As one can see from the prior art in the sequence alignment found in public PAIR, antibodies with at least 80% identity encompass antibodies that are vastly different structurally and functionally. For example:
SEQ ID NO: 71
Leroyer et al EP3629024-A1. April 1, 2020. Teaches Anti-sCD146 2B9-4 monoclonal heavy chain variable region, SEQ ID 99. Accession No. BHN83493; CD146; MUC18; heavy chain variable region; monoclonal antibody. 83.5% similarity to SEQ ID NO: 71.
Barbour et al WO2015155694-A1.10/15/15; SEQ ID NO: 62; 81.8% similarity; brain effector entity which comprises an antibody.
Roed et al WO2019243502-A1. 12/26/19 antibodies to GLP-1 analog/anti-TfR-Fab heavy chain fusion protein SEQ 10. 81.8% identity similarity to SEQ ID NO: 71.
Hanzation et al WO2014089209-A2. 6/12/14 Bispecific antibody VH (DVD1294H/DVD2669H), SEQ 60. 81.8% homology. similarity to SEQ ID NO: 71.
Kaluza et al Us Patent No. 9493553; Sequence 56; ANTI-alpha-SYNUCLEIN ANTIBODIES 81.8% similarity to SEQ ID NO: 71.
SEQ ID NO: 75
Benatuil et al WO2017214456-A1. 12/14/17 Anti-CD98 Ab6 antibody light chain variable region SEQ: 32. AC BES24813; 92.9% similarity to SEQ ID NO: 75.
Mizuno et al WO2016006241-A1. 1/14/16 Anti-PD-1 mab light chain variable region (VL) 4F12-E6, SEQ ID 5. 92.9% similarity to SEQ ID NO: 75.
Schaer, DA. WO2017091429-A1. 6/1/17 Anti-PD-L1 antibody light chain (LC) 178G7, SEQ ID 12. AC BDY43600; 92.4% similarity to SEQ ID NO: 75.
Bitter et al WO2016164731-A2. 10/13/16 Humanized CD20 CAR light chain variable domain, SEQ:987. AC BDH61671; 92% similarity to SEQ ID NO: 75.
Ogrunc et al US Pat 11,723,926 Sequence 203, US/17032510 Patent No. 11723926 Sequence 203; 92% similarity to SEQ ID NO: 75.
US Patent No. 10280223; SEQ ID NO: 5; Antibody against canine PD-1 or canine PD-L1. 92.4% similarity to SEQ ID NO: 75.

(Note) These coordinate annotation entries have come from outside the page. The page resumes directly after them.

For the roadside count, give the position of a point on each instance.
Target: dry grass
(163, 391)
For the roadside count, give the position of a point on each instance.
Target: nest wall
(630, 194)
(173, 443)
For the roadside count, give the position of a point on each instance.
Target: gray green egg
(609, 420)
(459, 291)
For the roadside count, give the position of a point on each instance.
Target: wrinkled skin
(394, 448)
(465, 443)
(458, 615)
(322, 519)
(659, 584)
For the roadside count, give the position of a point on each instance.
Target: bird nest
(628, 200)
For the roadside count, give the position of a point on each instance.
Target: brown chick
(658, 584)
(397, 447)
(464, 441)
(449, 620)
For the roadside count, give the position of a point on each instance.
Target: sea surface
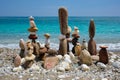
(12, 29)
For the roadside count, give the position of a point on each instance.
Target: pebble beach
(111, 71)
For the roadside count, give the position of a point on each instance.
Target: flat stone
(101, 65)
(116, 64)
(50, 62)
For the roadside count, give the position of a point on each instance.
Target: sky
(50, 7)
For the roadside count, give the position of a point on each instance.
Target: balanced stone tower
(92, 43)
(63, 20)
(33, 29)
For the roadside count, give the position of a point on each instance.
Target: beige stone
(50, 62)
(95, 58)
(85, 57)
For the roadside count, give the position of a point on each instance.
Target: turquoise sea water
(12, 29)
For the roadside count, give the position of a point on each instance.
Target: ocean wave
(111, 46)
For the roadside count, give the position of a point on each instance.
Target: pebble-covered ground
(110, 72)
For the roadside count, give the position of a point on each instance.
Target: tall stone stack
(63, 20)
(32, 30)
(92, 44)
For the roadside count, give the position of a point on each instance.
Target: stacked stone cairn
(32, 51)
(63, 20)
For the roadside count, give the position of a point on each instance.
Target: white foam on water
(111, 46)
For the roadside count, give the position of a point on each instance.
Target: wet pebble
(116, 64)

Further, Ferrara et al (Mabs. Feb. 2015. 7(1): 32-41) show the diversity of antibody structures that can bind to the same antigen. Per page 36, initial antibody library has a diversity of over 3 x 10^11. Antibodies that have some reactivity to the antigen are on the order of 10^5 to 10^6. They then screened these further. “The diversity of these polyclonals was also assessed by deep sequencing. Table 3 shows the analysis of the polyclonals at the highest stringency parameters. The number of unique HCDR3s range from 74 to 460 for the 6 polyclonals we analyzed.” (pg 35). “The number of different HCDR3s selected against the test antigens ranges from 74 to 460 (Table 3), with the actual number of different antibodies likely to be significantly higher when different VL chains and additional VH mutations are taken into account” (pg 36). Also, on the first page it mentions that the ERBB2 [aka HER2/Neu] protein has over 1,200 commercially available antibodies. It doesn’t specify whether these all have different CDRs or not.

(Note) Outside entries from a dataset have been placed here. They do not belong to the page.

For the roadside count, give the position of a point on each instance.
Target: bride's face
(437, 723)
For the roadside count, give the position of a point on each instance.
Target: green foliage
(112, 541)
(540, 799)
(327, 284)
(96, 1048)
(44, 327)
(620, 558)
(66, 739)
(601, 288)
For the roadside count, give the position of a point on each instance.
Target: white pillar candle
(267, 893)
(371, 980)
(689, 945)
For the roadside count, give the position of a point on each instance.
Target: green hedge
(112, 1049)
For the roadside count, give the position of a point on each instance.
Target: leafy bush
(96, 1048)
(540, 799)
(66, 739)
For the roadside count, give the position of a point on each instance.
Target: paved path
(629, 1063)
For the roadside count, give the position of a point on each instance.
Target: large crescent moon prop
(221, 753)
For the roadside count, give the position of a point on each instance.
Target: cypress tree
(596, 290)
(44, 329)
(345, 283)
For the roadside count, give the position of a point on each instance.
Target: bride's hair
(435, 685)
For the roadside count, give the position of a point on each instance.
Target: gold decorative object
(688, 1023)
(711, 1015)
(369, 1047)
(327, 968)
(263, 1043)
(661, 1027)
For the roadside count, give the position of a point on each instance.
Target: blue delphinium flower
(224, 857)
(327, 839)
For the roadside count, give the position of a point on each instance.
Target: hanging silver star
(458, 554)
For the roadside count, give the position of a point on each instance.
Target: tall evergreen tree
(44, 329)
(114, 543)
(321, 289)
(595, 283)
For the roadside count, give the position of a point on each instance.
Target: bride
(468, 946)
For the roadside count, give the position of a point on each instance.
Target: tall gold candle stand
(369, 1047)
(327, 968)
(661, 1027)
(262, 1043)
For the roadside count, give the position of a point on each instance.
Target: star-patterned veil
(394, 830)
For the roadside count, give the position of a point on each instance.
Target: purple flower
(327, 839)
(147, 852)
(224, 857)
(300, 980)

Edwards et al (J. Mol. Biol. 2003. 334: 103-118) teaches that over one thousand different antibodies, all different amino acid sequences, can be found that bind to a single protein. See abstract. Moreover, a high level of sequence diversity was observed in the VH CDR3 domains of these antibodies, with 568 different amino acid sequences identified. Only about 40% of these antibodies inhibited binding to the specific protein, BLys. Lloyd et al (Protein Engineering, Design and Selection. 2009. 22(3): 159-168) teach that over 5000 target-specific antibodies were isolated to 28 antigens and only 3340 modulate the biological function of the target antigen. See abstract. These references show the unpredictability of identifying therapeutic antibodies and specific structures.

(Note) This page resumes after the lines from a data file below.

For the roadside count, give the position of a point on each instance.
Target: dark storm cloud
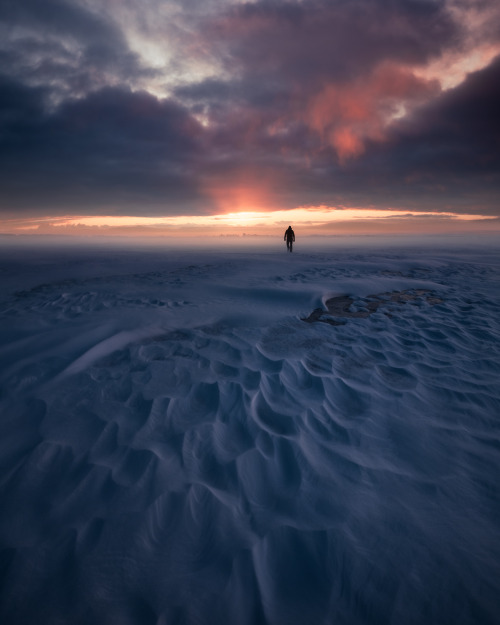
(112, 150)
(297, 95)
(65, 46)
(317, 40)
(448, 148)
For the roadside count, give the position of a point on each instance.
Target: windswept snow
(178, 446)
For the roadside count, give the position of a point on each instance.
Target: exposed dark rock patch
(343, 307)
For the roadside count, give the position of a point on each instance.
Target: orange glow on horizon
(310, 220)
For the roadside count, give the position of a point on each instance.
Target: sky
(232, 117)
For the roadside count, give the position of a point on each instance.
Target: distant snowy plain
(179, 447)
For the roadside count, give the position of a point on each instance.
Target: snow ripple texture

Pascalis et al. The Journal of Immunology (2002) 169, 3076-3084 demonstrate that grafting of the CDRs into a human framework was performed by grafting CDR residues and maintaining framework residues that were deemed essential for preserving the structural integrity of the antigen binding site (see page 3079, right col.). Although abbreviated CDR residues were used in the constructs, some residues in all 6 CDRs were used for the constructs (see page 3080, left col.). The fact that not just one CDR is essential for antigen binding or maintaining the conformation of the antigen binding site, is underscored by Casset et al. (2003) BBRC 307, 198-205, which constructed a peptide mimetic of an anti-CD4 monoclonal antibody binding site by rational design and the peptide was designed with 27 residues formed by residues from 5 CDRs (see entire document). Casset et al. also states that although CDR H3 is at the center of most if not all antigen interactions, clearly other CDRs play an important role in the recognition process (page 199, left col.) and this is demonstrated in this work by using all CDRs except L2 and additionally using a framework residue located just before the H3 (see page 202, left col.).
The references demonstrate that an antibody must comprise all 6 CDRs inorder to maintain the antigen binding specificity and affinity which is characteristicof the immunoglobulin and that thousands of potential antibodies with different amino acids structures against a single antibody may be found and many will not have therapeutic value. Single VH or VL polypeptides would not bind antigen.
Additionally, The Office notes that the issue is make and use, not make and test to see if the skilled artisan could use. In short, the instant application encompasses a plethora of antibody variants possessing the ability to bind LF/LFIOE, and identifies some broad categories that might work, however, these descriptions, without more precise guidelines, amount to little more than "a starting point, a direction for further research." Genentech, 108 F.3d at 1366. See also Calgene, 188 F.3d at 1374 ("the teachings set forth in the specification provide no more than a 'plan' or 'invitation' for those of skill in the art to experiment practicing [the claimed invention]; they do not provide sufficient guidance or specificity as to how to execute that plan"); National Recovery Technologies, 166 F.3d at 1198 (stating that patent-in-suit "recognizes a specific need.., and suggests a theoretical answer to that need. It provides a starting point from which one of skill in the art can perform further research in order to practice the claimed invention, but this is not adequate to constitute enablement").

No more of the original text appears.